I was reading an article from the Economist entitled: Difference Engine: Luddite legacy. The basic premise is that the rapid technology advances occurring after the industrial age began is having an increasing impact on the job market. They aren't talking about robots taking automotive workers jobs, as discussed in a BI review, but technologies leveraged by the knowledge worker of today's economy that makes manual operations performed by the industrial worker obsolete. The below sums up this concept:
This is the disturbing thought that, sluggish business cycles aside, America's current employment woes stem from a precipitous and permanent change caused by not too little technological progress, but too much. The evidence is irrefutable that computerised automation, networks and artificial intelligence (AI)—including machine-learning, language-translation, and speech- and pattern-recognition software—are beginning to render many jobs simply obsolete.
This is unlike the job destruction and creation that has taken place continuously since the beginning of the Industrial Revolution, as machines gradually replaced the muscle-power of human labourers and horses.
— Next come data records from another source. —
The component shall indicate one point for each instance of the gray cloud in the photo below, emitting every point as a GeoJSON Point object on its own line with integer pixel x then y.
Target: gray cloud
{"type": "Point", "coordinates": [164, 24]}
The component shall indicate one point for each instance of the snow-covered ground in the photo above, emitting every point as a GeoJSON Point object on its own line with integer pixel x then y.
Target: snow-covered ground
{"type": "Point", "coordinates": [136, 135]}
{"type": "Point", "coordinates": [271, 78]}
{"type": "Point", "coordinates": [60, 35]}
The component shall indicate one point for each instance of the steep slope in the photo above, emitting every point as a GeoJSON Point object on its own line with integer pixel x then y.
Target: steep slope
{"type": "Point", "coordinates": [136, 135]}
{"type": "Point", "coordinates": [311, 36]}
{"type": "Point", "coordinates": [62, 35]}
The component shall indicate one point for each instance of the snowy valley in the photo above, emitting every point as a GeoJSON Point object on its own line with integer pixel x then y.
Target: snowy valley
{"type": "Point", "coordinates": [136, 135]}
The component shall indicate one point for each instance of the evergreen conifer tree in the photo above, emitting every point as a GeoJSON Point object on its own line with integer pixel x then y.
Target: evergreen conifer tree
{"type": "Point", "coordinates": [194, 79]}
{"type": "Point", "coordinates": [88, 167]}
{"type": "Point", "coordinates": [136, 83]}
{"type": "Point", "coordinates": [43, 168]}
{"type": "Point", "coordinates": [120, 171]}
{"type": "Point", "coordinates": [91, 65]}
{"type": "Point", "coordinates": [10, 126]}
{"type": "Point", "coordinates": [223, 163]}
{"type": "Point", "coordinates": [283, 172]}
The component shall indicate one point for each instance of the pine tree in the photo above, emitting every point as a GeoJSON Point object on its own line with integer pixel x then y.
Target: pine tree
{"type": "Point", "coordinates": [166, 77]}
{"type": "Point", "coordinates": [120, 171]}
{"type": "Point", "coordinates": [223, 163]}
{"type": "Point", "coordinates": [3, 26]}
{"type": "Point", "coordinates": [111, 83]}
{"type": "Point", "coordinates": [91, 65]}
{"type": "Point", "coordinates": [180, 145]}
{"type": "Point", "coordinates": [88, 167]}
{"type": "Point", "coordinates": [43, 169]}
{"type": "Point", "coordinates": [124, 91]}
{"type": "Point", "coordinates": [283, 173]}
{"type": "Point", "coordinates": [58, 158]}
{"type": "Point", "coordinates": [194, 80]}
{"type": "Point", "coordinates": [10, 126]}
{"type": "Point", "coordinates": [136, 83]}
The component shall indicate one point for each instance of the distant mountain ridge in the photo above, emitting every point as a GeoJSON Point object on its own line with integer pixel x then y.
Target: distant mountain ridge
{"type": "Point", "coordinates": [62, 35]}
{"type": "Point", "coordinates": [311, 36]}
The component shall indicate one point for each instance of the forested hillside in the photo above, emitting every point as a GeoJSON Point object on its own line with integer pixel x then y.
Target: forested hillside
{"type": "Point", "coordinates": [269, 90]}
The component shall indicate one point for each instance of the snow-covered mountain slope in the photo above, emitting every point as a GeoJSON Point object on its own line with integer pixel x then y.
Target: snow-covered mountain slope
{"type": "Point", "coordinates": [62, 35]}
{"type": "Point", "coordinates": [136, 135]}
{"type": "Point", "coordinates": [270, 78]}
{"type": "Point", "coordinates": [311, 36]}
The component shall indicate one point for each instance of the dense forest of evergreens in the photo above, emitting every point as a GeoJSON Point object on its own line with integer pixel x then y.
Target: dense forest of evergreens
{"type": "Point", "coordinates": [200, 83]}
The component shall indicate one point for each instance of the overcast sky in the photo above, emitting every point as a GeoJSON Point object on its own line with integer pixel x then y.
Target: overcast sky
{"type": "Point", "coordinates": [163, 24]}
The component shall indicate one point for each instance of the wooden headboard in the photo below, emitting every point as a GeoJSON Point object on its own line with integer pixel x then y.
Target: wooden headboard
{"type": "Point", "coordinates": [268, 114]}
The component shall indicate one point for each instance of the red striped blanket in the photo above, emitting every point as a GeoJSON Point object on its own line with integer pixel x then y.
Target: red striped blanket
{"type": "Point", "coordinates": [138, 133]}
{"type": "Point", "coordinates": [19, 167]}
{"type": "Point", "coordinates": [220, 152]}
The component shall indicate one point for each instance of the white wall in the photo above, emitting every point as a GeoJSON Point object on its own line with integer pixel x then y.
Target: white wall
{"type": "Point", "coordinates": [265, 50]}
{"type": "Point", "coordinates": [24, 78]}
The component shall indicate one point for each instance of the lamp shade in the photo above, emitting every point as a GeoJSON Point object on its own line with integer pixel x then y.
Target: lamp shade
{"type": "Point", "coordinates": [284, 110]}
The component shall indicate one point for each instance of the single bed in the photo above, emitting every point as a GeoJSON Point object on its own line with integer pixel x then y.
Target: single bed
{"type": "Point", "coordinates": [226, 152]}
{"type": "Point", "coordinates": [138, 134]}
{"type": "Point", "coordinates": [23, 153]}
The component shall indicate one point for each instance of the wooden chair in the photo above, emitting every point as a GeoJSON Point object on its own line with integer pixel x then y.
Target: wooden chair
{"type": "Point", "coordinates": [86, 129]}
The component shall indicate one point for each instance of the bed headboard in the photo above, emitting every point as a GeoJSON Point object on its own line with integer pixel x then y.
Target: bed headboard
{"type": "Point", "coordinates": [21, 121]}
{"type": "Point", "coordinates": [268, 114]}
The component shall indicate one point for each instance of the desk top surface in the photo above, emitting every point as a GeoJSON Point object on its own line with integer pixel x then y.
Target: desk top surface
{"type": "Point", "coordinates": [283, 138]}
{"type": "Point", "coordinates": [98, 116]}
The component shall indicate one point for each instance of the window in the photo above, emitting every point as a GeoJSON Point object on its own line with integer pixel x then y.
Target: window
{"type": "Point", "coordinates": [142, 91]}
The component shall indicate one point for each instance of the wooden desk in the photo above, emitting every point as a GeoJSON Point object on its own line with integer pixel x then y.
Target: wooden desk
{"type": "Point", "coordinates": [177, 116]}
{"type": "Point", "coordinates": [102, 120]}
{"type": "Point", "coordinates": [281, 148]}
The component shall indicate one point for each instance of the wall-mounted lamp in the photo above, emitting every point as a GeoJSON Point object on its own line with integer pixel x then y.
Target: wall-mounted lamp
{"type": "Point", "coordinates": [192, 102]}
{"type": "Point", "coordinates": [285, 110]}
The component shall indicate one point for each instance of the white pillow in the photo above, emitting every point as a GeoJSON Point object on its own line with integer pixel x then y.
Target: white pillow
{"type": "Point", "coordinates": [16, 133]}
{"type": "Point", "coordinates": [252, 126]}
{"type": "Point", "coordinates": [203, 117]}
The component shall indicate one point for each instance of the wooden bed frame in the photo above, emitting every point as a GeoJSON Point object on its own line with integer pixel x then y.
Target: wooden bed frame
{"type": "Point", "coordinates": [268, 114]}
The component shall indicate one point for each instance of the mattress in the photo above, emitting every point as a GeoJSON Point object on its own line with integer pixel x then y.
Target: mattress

Today, automation is having an impact not just on routine work, but on cognitive and even creative tasks as well. A tipping point seems to have been reached, at which AI-based automation threatens to supplant the brain-power of large swathes of middle-income employees.
That makes a huge, disruptive difference. Not only is AI software much cheaper than mechanical automation to install and operate, there is a far greater incentive to adopt it—given the significantly higher cost of knowledge workers compared with their blue-collar brothers and sisters in the workshop, on the production line, at the check-out and in the field.
The key point which I agree with is that these job losses are permanent. We have learned to live without these functions now and don't see a need to go back and incur greater labor costs when our systems are performing adequately. The greatest opportunity for knowledge workers and their businesses exist with organizations that rely on the old "brick and mortar" industrial age approach in conducting their business. As they face ever increasing pressures to compete and become ever more effective in their efforts they will need to embrace knowledge age solutions. The question is whether they wait to long to recognize that the industrial age is behind them.